How this normally works

When showing data from say a record, normally you would just show the data field names and then the data right? Let's see how that looks :

Date Of Birth    : 12/12/2000
Account Type      : Current
Award Amount     : £40.00
Award End Date   : -

You get the idea, field names and data values, in a clear simple format. If there is no data then well, you would normally just leave it blank, or put a dash (for them with bad eye-sight!)

We want a English sentences

Now then our BA's love to spend money on useless features 😂, and one of them is the use of proper English sentences. Now don't get me wrong, if I was sending out a letter to a customer you might want to try and write a sentence and include the data some how, but then again, when I look at my utility bills even they don't attempt to do that.

So what is the problem

Creating a sentence from data can be difficult and costly, it's cheap to show data with the name of and the field, then just an empty line if it's empty.

Which reminds me, never hide data field names, where it's empty, that really is just silly.

And now the example in full

Have you ever found yourself, building up the content of a string, based on some object literal?

OK, here is an example, this is infarct a real example, I'm trying to build a string and there are 4 possible outputs.

"No awards" "No current awards" "Account of £3.000 was closed on 12 January 2000." "Account was closed on 12 January 2000." "Account was closed on 10 January 2000."

Now where things start getting interesting, the value £3,000, is not in the format we want!

The amount value could also be in two different places within the entity, depending on the type of account.

Yeah, you might be thinking the same thing I was, the entity is just plain garbage, and that the data is just badly designed, and you are right. But this is what I have to deal with.

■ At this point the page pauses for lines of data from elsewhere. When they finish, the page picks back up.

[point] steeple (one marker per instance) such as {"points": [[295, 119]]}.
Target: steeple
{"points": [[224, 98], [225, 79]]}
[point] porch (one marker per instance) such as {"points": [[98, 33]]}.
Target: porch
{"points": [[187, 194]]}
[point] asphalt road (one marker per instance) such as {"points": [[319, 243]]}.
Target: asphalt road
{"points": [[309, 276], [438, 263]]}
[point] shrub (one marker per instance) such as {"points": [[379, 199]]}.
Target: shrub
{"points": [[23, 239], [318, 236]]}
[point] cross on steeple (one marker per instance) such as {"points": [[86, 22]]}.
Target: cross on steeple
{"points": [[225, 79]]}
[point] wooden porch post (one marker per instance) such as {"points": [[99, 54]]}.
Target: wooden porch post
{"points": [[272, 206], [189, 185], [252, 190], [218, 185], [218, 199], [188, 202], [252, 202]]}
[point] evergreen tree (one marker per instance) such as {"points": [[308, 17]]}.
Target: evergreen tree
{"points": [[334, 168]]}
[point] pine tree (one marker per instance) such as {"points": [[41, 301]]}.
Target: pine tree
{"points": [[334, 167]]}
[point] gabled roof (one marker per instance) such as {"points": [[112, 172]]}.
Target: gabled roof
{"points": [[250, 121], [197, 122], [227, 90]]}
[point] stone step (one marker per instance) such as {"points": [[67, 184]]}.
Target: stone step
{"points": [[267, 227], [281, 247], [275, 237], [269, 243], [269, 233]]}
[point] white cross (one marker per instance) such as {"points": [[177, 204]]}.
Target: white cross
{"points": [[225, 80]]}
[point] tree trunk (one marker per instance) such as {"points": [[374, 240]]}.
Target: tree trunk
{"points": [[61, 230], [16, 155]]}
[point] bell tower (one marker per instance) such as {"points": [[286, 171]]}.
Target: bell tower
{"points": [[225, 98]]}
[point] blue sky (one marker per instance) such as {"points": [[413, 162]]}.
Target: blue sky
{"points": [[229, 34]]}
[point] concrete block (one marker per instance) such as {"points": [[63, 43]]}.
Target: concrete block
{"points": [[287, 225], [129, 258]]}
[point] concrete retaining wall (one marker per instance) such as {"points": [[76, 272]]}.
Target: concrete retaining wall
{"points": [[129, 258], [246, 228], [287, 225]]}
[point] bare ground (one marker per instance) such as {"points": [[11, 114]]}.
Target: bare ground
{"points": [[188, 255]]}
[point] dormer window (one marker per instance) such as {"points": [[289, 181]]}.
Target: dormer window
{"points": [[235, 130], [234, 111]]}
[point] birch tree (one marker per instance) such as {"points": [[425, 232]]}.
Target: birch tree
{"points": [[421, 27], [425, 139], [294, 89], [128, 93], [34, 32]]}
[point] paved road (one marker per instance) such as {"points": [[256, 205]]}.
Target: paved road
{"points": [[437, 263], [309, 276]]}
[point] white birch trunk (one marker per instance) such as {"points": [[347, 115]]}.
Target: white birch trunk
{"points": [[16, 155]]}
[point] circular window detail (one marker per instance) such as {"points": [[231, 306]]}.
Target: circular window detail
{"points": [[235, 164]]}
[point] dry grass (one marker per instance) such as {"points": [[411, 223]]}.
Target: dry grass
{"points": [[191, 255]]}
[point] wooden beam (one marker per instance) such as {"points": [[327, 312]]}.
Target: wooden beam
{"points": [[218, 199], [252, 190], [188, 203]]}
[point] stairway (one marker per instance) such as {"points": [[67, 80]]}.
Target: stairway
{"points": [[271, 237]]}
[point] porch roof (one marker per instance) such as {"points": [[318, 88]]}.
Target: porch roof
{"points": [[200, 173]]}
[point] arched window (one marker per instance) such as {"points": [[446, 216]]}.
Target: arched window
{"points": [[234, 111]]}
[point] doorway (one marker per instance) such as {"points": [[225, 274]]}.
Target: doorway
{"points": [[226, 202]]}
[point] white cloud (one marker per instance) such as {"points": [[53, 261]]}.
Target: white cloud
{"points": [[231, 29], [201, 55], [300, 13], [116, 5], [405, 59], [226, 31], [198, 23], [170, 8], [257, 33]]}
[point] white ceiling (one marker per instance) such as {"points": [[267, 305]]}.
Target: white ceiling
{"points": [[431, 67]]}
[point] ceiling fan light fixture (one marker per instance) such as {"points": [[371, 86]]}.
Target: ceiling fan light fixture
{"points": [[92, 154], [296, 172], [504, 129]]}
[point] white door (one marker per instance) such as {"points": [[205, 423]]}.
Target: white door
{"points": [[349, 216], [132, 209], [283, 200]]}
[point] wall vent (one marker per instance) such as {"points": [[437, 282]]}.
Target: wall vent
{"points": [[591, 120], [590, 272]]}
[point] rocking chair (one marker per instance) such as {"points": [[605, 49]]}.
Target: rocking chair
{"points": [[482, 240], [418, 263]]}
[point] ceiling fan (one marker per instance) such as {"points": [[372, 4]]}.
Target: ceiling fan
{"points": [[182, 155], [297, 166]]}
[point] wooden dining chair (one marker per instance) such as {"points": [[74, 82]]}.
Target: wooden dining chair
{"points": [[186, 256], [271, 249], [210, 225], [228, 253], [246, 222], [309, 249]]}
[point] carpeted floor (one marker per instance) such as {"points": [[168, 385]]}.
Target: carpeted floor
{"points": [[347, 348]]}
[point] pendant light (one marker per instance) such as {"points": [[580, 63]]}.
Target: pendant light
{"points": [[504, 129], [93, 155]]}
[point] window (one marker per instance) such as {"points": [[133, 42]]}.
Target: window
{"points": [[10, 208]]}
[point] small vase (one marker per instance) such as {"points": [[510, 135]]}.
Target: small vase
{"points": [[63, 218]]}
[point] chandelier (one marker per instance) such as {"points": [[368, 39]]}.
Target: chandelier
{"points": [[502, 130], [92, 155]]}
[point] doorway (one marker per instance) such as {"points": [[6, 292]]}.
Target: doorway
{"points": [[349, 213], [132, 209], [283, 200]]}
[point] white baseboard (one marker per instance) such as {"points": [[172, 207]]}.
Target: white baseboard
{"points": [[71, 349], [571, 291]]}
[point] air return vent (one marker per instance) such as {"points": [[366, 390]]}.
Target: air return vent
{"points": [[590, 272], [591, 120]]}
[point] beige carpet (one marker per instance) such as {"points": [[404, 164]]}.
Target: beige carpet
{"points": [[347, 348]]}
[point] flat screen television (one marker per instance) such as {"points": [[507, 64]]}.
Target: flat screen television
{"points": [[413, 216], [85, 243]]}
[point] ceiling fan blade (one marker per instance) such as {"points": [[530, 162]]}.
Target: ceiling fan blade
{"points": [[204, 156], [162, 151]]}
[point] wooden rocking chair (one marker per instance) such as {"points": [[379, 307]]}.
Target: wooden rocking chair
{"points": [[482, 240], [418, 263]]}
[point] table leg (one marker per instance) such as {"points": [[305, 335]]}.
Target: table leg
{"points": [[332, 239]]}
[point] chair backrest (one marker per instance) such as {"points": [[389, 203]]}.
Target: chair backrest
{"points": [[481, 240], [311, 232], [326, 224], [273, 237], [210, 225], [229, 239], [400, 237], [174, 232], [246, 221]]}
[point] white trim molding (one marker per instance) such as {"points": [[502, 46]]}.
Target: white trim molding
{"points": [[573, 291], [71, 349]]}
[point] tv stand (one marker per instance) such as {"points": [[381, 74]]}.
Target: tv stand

When it come to this kind of problem of creating strings based of business logic, I've seen developers fall down every time. What do I mean? Well, they start writing spaghetti code, mind bending garbage that can't be understood withing putting some brain power into the task!

So first the solution, when you have 4 conditions, with 4 outputs keep then separated.

I've also found that the "one return rule" that I've seen so many developer do, it forcing developers to write really bad code again. The "one return rule" is a code smell. I you want your code to be readable then just stop that now get some help.

This my friend is the "clean/readable" way to write this code, the alternative is not.

It's better to be explicit, write the code out in full. Don't go down the if-else route.

A few things to note, we could wrap the customerAccount, to make it more useful.

That would allow use to wrap the data into a object with methods that we can use, it gives us something a little better.

This is more encapsulation, and I think this works really well, we should do that.

It's a new object that wraps the value, is it a Functor, nope. but the same sort of thing.